Example — ~70% shorter: > Ref/render.
useMemo it.

Interaction with other ECC systems

  • RTK compresses input tokens (tool output → LLM). Terse compresses output tokens (LLM → user). Stack together for ~55-65% total savings.
  • kodelyth-memory captures still capture in normal voice — memory recall is for machines, not humans.

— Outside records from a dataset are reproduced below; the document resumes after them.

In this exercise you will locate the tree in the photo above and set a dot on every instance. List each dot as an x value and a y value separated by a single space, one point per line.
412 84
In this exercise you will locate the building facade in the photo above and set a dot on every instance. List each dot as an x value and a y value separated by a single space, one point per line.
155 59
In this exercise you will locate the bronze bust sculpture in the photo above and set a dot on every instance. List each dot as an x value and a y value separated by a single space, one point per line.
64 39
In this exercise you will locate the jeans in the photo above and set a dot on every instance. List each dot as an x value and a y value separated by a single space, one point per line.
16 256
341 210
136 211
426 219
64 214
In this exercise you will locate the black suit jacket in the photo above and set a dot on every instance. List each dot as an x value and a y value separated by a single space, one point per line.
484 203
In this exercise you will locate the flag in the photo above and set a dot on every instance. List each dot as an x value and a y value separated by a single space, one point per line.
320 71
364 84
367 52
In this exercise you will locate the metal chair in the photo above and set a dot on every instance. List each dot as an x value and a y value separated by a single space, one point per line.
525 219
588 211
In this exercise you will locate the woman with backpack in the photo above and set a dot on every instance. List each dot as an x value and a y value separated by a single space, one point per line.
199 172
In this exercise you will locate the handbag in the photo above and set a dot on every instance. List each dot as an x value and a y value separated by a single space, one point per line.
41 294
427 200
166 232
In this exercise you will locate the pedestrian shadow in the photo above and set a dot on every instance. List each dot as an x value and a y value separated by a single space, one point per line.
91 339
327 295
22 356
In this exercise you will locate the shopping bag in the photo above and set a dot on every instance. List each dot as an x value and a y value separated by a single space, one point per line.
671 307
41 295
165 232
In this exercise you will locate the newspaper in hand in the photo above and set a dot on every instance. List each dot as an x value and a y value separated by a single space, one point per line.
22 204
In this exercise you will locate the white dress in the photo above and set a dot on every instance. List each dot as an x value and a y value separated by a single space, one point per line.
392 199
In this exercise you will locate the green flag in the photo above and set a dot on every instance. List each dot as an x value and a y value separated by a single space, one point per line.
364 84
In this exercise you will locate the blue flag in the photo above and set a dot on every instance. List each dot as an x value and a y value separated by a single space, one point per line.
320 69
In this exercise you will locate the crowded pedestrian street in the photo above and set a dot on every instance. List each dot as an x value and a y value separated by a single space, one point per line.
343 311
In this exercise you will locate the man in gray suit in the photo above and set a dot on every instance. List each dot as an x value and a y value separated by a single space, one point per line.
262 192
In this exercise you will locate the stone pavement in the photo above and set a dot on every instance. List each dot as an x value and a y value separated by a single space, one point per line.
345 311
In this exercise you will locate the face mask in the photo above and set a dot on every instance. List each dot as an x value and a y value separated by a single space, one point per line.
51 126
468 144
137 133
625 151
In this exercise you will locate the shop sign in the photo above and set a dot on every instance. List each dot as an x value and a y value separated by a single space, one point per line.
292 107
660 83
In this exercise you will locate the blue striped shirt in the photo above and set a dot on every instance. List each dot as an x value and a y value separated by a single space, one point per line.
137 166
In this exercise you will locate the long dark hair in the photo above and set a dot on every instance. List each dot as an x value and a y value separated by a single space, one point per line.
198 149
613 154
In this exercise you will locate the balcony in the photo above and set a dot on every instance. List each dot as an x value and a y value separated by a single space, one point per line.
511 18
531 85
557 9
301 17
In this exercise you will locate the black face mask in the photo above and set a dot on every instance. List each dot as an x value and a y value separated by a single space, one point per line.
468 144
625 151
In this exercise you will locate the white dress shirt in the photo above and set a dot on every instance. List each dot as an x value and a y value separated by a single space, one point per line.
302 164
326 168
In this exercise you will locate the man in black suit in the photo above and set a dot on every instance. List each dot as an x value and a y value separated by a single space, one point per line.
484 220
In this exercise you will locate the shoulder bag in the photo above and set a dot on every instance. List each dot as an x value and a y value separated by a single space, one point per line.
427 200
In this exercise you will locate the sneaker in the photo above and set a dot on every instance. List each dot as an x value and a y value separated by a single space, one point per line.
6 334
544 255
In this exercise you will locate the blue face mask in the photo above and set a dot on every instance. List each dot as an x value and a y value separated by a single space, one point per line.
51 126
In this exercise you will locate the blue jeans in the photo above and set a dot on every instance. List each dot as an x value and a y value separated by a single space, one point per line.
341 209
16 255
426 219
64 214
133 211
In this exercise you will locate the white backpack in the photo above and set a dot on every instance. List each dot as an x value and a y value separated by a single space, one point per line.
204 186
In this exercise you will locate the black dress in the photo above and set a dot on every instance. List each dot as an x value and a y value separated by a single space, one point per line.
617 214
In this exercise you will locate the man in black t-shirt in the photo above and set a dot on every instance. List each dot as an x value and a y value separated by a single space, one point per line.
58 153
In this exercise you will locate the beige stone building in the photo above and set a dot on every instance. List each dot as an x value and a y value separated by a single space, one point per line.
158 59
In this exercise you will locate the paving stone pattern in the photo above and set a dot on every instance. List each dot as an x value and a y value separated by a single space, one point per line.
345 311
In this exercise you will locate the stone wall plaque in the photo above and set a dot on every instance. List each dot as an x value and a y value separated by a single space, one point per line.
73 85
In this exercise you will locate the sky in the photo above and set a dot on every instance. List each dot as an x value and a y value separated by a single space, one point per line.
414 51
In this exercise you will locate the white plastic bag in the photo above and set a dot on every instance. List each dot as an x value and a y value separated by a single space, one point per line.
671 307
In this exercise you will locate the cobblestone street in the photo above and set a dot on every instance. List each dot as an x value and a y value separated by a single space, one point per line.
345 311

Terse mode does NOT affect memory captures.
  • code-reviewer and release-captain agents can opt in via --terse flag for one-line PR comments and short commit messages.

What terse mode NEVER does

  • Change what the AI knows
  • Skip technical details or trade-offs
  • Compress code, commands, or errors
  • Translate — write in the user's own language, just tighter
  • Auto-activate — user opts in via /terse or CLI

Activation

  • Slash command: /terse [lite|full|ultra|off] — sticks for the session
  • CLI: kodelyth-ecc terse enable [--target claude-code|--all] — installs the skill + command into your AI tool
  • Statusline (Claude Code): shows [TERSE ⚡ 12.4k] — lifetime output tokens saved

Honest numbers

  • On verbose explain-heavy tasks: 60-70% output token reduction
  • On terse debugging chats: 20-30% (less to compress)
  • On documentation writing: net zero — skip this mode
  • Skill itself adds ~800-1200 input tokens per turn. Below ~2k output tokens, may be net-negative

Attribution

Design inspired by Caveman (MIT, by Julius Brussee). ECC's implementation is independent — different prompt, different levels dial (no wenyan`, no cavespeak persona), and integrated with our RTK ledger for combined input+output tracking.